Lower prices and continued supply are signs that sanctions are working
Sanctions have led to a substantial drop in Russian oil prices. After soaring above $100 in June last year, they stabilised at values below the $60 price cap after the sanctions kicked in. Compared to January 2022 the price reduction is over 40%. The gap between Brent and Urals prices, which widened after the invasion of Ukraine, is now reaching record levels of over $30 per barrels.
Official data published by the Russian Ministry of Finance show that budget revenues from oil sales dropped to their lowest level since March 2021. Slashing that revenue was the main goal behind the oil sanctions. According to the International Energy Agency oil and gas revenues constituted 45% of Russia’s federal budget in January 2022. The hole in the budget that opened as a result of sanctions has forced Russia to impose additional taxes on its oil and gas industry in an attempt to compensate for losses. The tax hike in the interval 2023-2025 will amount to over $60 billion and is the biggest in the country’s history.

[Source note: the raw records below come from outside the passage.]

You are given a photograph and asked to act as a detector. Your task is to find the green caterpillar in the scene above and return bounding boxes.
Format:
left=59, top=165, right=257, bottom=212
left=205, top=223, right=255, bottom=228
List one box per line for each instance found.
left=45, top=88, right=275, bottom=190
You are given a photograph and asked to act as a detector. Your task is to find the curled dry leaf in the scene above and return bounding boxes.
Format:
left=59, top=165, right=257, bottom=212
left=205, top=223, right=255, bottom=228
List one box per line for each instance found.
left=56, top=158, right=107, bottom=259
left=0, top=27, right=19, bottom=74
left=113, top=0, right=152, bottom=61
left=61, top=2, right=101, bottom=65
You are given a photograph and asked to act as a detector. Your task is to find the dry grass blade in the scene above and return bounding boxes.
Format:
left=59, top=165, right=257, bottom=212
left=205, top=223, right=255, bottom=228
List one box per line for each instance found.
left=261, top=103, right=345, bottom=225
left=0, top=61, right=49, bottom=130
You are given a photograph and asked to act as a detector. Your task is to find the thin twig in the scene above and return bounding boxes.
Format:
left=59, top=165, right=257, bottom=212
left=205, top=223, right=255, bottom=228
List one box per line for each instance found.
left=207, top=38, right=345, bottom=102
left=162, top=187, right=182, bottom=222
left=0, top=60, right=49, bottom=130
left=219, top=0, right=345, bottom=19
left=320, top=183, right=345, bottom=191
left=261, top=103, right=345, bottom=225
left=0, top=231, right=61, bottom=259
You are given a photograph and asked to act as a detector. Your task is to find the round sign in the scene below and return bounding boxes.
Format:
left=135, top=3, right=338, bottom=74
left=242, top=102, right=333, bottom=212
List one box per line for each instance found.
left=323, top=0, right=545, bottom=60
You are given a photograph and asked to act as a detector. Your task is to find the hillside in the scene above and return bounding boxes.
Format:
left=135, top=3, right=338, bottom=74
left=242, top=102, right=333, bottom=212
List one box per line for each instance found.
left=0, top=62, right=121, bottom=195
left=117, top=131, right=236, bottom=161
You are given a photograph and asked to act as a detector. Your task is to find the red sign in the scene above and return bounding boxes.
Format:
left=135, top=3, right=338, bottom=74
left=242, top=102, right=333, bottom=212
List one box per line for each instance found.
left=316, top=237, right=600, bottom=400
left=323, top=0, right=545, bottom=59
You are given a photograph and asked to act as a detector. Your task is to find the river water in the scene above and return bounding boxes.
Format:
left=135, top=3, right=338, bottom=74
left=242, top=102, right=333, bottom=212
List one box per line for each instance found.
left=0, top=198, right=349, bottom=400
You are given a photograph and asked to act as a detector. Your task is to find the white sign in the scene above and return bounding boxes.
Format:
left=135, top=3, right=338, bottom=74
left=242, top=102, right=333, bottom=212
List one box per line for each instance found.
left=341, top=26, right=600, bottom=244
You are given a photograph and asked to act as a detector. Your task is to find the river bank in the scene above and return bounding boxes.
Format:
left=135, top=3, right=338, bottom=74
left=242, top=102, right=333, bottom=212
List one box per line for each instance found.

Russia did not cut its oil production and exports. According to many analysts that was the biggest risk associated with the sanctions. Some forecasts were predicting the EU embargo could lower Russian oil exports by 3 to 5 million barrels per day, which would have caused a significant rise in oil prices. The introduction of the price cap has so far helped to avert that scenario.
Fact checked:
Tsoncho Ganev’s claim that sanctions on Russian oil are failing is misleading. It is based solely on the titles of two media articles and deliberately ignores all evidence that international sanctions are having an effect, even the evidence mentioned in the articles themselves. Russian oil prices are substantially lower compared to the same period last year. Russian authorities admit that their budget revenues from oil have been reduced. Oil markets remain relatively stable, with no supply issues and no price spikes.